Defenders of dynamically typed languages sometimes counter that these pitfalls do not matter when runtime failures are mostly harmless. If you want to find errors in your program, just run the program!

As an extreme example, Nix is a purely functional language with a dynamic type system, and you can safely interpret a Nix program ahead of time to detect errors since Nix evaluation has no side effects1. Consequently, Nix proponents sometimes reason that these dynamic type errors are functionally indistinguishable from static type errors thanks to Nix’s purity.

However, dynamic types are not a substitute for static types, even in a purely functional language like Nix.
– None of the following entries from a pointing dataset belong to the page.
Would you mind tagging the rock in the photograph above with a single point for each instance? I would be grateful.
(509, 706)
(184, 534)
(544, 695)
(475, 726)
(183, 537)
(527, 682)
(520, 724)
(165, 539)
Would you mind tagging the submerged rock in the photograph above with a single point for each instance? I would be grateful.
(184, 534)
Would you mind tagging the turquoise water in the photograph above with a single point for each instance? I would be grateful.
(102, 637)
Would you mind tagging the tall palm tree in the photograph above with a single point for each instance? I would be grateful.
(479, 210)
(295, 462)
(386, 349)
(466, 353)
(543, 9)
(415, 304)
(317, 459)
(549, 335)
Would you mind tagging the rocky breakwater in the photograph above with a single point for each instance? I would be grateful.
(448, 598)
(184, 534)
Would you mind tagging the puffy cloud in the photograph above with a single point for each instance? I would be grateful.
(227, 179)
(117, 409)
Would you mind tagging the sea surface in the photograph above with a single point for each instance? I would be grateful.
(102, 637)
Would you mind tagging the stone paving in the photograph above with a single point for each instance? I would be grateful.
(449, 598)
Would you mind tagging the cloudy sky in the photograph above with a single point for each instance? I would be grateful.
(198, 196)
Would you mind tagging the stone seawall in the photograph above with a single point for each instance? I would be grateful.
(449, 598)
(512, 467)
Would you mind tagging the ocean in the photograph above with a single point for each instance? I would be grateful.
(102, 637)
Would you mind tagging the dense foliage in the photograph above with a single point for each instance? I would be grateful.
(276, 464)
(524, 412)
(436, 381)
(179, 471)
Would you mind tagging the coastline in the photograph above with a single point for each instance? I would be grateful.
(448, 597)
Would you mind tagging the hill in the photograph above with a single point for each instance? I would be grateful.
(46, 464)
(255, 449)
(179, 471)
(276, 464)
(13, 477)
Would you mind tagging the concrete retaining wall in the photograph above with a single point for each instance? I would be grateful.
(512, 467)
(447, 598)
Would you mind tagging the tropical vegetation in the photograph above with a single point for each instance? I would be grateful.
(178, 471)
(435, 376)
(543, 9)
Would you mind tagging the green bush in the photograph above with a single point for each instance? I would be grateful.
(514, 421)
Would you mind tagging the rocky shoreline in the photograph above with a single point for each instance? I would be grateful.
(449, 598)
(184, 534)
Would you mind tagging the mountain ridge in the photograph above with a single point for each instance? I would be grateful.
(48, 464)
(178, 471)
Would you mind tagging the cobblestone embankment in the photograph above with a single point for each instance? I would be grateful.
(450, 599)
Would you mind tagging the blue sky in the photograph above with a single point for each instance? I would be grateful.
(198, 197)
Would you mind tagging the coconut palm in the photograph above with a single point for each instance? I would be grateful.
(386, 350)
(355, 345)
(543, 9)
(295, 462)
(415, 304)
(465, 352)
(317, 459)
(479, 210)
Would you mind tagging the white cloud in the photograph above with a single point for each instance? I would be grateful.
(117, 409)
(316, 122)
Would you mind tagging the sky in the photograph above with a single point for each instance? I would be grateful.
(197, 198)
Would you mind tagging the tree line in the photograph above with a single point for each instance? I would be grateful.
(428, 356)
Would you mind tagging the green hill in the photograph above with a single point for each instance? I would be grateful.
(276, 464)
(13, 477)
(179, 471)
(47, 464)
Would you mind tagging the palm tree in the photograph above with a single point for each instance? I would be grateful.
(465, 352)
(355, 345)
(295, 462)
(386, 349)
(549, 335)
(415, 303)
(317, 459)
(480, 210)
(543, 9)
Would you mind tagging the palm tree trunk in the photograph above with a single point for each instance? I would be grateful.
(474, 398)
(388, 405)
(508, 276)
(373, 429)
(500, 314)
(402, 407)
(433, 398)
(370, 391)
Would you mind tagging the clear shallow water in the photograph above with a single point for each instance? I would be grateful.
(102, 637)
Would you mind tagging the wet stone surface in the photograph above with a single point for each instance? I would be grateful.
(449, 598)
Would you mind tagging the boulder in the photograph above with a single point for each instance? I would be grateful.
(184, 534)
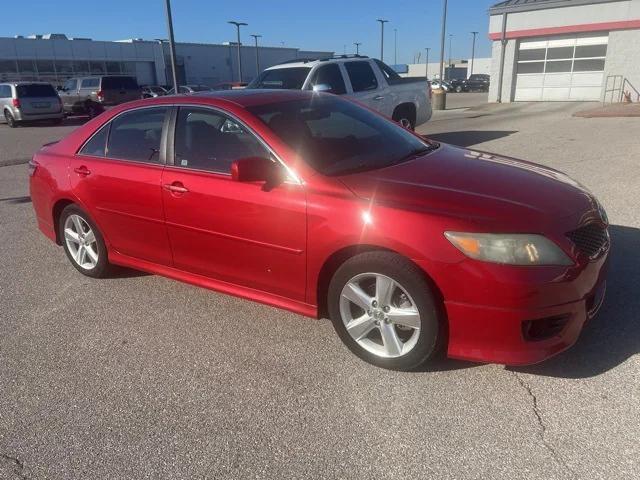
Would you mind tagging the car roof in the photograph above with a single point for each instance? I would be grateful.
(249, 97)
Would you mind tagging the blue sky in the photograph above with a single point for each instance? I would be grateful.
(313, 25)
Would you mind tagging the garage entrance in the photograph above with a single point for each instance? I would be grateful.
(561, 69)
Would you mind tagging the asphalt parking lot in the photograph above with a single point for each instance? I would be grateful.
(138, 376)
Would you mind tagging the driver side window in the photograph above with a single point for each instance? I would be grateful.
(208, 140)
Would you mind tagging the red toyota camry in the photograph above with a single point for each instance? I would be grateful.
(311, 203)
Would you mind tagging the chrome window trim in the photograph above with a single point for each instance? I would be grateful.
(292, 176)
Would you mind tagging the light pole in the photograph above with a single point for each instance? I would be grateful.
(426, 63)
(382, 22)
(473, 51)
(395, 46)
(238, 25)
(256, 37)
(450, 50)
(442, 37)
(172, 46)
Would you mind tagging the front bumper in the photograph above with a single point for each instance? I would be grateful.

To see why, consider the following Nix expression, which attempts to render a structured value as command-line options:

# ./options.nix

let
  pkgs = import <nixpkgs> { };

  enable = option: "${option}=true";

  disable = option: "${option}=false";

in
  pkgs.lib.cli.toGNUCommandLine { }
    { option = [
        "max-jobs=5"
        "cores=4"
        enable "fallback"
      ];
    }

The intention was to produce this result:

[ "--option" "max-jobs=5" "--option" "cores=4" "--option" "fallback=true" ]

… but we actually get a dynamic type error when we interpret the expression:

$ nix-instantiate --eval options.nix --strict
error: evaluation aborted with the following error message: 'generators.mkValueStringDefault: functions not supported: <λ>'

This error message is not very helpful, and it’s not due to a lack of effort, funding, or attention. This sort of poor user experience is inherent to any dynamic type system.

The fundamental issue is that in a dynamically typed language you cannot explain errors to the user in terms of the source code they wrote. In other words, dynamic type errors commonly fail to be relevant to the user.

For example, if Nix had a typical static type system, then the diagnostic might have looked something like this:

# ./options.nix

let
  pkgs = import <nixpkgs> { };

  enable = option: "${option}=true";

  disable = option: "${option}=false";

in
  pkgs.lib.cli.toGNUCommandLine { }
    { option = [
        "max-jobs=5"
        "cores=4"
        enable "fallback"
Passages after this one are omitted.